A robotics company located in Hyderabad has presented a cutting-edge autonomous anti-drone device powered by artificial intelligence.
The system can guard not only critical sites such as nuclear power plants and oil rigs, but also a large area, even an entire city, from many drones of any kind. This is the first time in India that such a system has been built.
Grene Robotics, a deep-tech firm that specializes in offering AI-powered security solutions for the defense, enterprise, and government sectors, exhibited its advanced full-spectrum drone security system capability live on the outskirts of Hyderabad.
It is reported to be the world’s only wide-area Counter-Unmanned Aircraft System (C-UAS), known as Indrajaal. It can provide a complete and integrated security mechanism against moving threats that static defense systems cannot address.
Lieutenant General Gurmit Singh, Governor of Uttarakhand from 2014 to 2016, sees Indrajaal as a futuristic solution to India’s security concerns in the defense, public infrastructure, and commercial sectors.
“We will never forget the June 27, 2021 drone attack on the Jammu airport and the June 15 Galwan attack. At that time, we wondered what solution we had against drones and swarms.
Today, Indrajaal has given us the answer and shown that it is possible.”
According to Kiran Raju, the founder of Grene Robotics, which was founded 12 years ago, Indrajaal’s design employs a LEGO-like combination mechanism that provides 12 distinct levels of technology powered by artificial intelligence.

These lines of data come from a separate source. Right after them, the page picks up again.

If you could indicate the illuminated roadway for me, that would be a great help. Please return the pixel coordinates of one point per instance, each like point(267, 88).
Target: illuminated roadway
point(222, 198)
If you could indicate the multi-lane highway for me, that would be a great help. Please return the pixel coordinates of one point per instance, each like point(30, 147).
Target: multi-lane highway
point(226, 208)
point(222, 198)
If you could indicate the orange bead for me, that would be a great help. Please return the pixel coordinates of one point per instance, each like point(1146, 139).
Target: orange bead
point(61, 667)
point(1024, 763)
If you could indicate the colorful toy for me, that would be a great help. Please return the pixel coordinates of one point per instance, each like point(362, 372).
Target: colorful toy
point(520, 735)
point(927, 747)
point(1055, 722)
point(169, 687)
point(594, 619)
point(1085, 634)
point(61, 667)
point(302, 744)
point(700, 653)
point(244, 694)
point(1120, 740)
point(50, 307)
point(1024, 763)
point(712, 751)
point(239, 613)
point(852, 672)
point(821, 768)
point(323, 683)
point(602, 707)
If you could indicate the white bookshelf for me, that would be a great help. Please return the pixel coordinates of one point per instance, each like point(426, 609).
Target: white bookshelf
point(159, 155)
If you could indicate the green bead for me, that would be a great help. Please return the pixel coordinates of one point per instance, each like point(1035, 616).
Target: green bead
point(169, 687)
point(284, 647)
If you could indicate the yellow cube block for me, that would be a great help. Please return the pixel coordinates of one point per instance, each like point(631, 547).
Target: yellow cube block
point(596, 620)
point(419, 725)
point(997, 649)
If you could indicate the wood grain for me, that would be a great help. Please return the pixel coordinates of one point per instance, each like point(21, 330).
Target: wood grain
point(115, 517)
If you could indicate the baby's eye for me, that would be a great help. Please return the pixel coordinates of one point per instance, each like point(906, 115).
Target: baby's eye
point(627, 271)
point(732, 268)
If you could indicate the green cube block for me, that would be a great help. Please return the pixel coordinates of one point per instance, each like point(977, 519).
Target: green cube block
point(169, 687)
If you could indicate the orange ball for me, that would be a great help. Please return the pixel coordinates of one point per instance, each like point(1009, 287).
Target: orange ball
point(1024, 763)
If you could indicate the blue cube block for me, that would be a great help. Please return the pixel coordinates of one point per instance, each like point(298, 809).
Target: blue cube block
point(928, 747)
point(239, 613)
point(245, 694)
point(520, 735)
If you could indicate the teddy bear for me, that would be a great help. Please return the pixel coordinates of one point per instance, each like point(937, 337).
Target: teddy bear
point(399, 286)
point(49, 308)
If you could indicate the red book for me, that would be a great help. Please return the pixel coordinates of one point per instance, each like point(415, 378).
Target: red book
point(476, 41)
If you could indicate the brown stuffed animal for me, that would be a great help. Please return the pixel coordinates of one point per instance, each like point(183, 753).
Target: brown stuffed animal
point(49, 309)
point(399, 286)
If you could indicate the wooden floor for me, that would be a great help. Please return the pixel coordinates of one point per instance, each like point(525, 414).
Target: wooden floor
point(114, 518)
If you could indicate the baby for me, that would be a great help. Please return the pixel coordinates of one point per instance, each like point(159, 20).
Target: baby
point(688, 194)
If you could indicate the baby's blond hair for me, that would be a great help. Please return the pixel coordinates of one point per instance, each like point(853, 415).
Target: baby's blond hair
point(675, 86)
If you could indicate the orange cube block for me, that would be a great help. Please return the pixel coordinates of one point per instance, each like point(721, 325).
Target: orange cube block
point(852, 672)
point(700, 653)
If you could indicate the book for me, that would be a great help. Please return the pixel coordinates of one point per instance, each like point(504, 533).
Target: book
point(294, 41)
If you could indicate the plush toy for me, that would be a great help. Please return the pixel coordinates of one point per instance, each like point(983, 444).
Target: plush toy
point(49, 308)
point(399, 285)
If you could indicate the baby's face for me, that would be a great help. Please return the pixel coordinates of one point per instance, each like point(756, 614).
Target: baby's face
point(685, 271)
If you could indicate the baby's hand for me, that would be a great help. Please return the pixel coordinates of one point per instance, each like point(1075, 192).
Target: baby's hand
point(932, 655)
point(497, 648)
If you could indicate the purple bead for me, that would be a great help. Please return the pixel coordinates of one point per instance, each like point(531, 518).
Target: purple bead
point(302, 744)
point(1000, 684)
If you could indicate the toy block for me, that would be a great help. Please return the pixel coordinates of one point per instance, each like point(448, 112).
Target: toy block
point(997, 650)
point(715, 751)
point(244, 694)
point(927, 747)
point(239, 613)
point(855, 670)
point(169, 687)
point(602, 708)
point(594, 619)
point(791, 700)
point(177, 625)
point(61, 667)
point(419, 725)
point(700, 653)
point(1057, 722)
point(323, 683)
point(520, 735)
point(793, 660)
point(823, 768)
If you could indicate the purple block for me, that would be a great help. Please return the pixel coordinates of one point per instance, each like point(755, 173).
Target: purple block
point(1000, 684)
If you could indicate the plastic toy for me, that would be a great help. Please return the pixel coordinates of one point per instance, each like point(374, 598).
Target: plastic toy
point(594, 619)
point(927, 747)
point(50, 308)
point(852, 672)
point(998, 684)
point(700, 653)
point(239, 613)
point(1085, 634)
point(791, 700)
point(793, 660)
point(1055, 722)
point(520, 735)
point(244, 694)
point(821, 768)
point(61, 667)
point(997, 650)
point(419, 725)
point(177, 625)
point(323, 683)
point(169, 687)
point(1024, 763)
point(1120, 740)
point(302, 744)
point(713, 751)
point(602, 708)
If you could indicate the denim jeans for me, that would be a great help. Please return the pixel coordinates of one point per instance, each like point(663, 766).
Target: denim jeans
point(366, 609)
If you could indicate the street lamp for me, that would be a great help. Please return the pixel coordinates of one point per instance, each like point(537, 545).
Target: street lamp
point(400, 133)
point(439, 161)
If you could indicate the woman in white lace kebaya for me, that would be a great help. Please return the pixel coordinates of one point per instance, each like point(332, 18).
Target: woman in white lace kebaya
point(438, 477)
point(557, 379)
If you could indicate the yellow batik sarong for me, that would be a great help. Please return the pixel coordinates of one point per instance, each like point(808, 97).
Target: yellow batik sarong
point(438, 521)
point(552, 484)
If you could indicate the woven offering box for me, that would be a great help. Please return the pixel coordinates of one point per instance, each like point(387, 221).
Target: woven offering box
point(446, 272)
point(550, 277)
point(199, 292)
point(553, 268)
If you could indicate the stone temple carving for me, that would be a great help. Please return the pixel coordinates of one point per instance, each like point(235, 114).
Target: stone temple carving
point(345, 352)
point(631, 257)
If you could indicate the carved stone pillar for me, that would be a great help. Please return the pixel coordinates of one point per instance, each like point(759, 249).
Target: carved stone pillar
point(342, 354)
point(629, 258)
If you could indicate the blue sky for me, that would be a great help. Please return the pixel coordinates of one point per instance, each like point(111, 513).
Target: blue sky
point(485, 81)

“The system provides 360-degree protection by detecting, identifying, classifying, tracking, and neutralizing threats in real time.” “The threat lifetime can range from 30 seconds to a few minutes,” Mr Raju explained.
Over a 4,000-square-kilometer region, Indrajaal is designed to defend against all classes and types of autonomous drones.
“From low radar cross section (RCS) threats to medium and high-altitude long endurance (MALE and HALE) UAVs, loitering munitions, smart bombs, rocket showers, nano and micro drones, swarm drones, and more, we have it all covered,” said Grene Robotics co-founder Wing Commander Sai Mallela.
He had previously assisted in the development of the Indian Air Force’s Integrated Air Command and Control System in order to transition to network-based operations, as well as in orchestrating a multi-million dollar import substitution for the forces.
Lt Col Gurmit Singh, who has led teams that patrolled the Line of Control in Kashmir and has also worked on border issues and counter-terrorism, said India has observed a considerable increase in hostile UAV activity in recent years.
This involves trips to surveil Indian security personnel as well as attempts to drop guns, money, and narcotics across the border into the Jammu and Punjab regions.
There were 76 documented occurrences of hostile UAV activity in India in 2020. This figure will rise to 109 in 2021 and 266 in 2022. There have already been 200 recorded cases in the first eight months of 2023, highlighting the need for increased monitoring and counter-measures to protect national security.
According to Mr Raju, we will witness a lot of drone activity in the near future, with 95% of them being benign drones rather than threats. “Indrajaal can distinguish between friendly and hostile drones.”
Mr Raju comments on the expense, “If I am building the Telangana secretariat for ₹ 200-300 crore, this system would cost about ₹ 5 crore. This is a typical capital infrastructure cost to protect what you are building.
For example, level 4 data centres have fire protection, and they also need drone protection as part of their capital infrastructure.”
Wing Commander Sai Mallela explains that present deployments have limits due to the inability of stand-alone technologies to be scalable or practicable. “Only radar-based detections are inaccurate when the radar cross section (RCS) is low and the detection is close to the ground.” They are even unable to recognize the radio frequency that is in use.”
Furthermore, jamming can only postpone an attack, not halt it. Laser weapons require a huge, stationary target, and there is no way to mitigate a swarm attack. Existing anti-UAV point defense systems rely on physical seeing, but drones are a moving target.
The developers of Indrajaal are confident that their system can protect large defense bases, areas such as the National Capital Region (NCR), which has several critical buildings, international borders, and prevent attacks against UAVs, low radar cross-section (RCS) missiles, smart munitions, and even swarm drones.
“A simple refinery oil field could be spread over 300-400 square kilometres. The uniqueness of this system is that it can be deployed as a single system over that entire area, ensuring no conflict of command and control, because there is a single decision center. This is a huge benefit in terms of operation, command and control, and costs. We are heavily indigenous, which is a significant step in itself,” states Wing Commander Sai Mallela.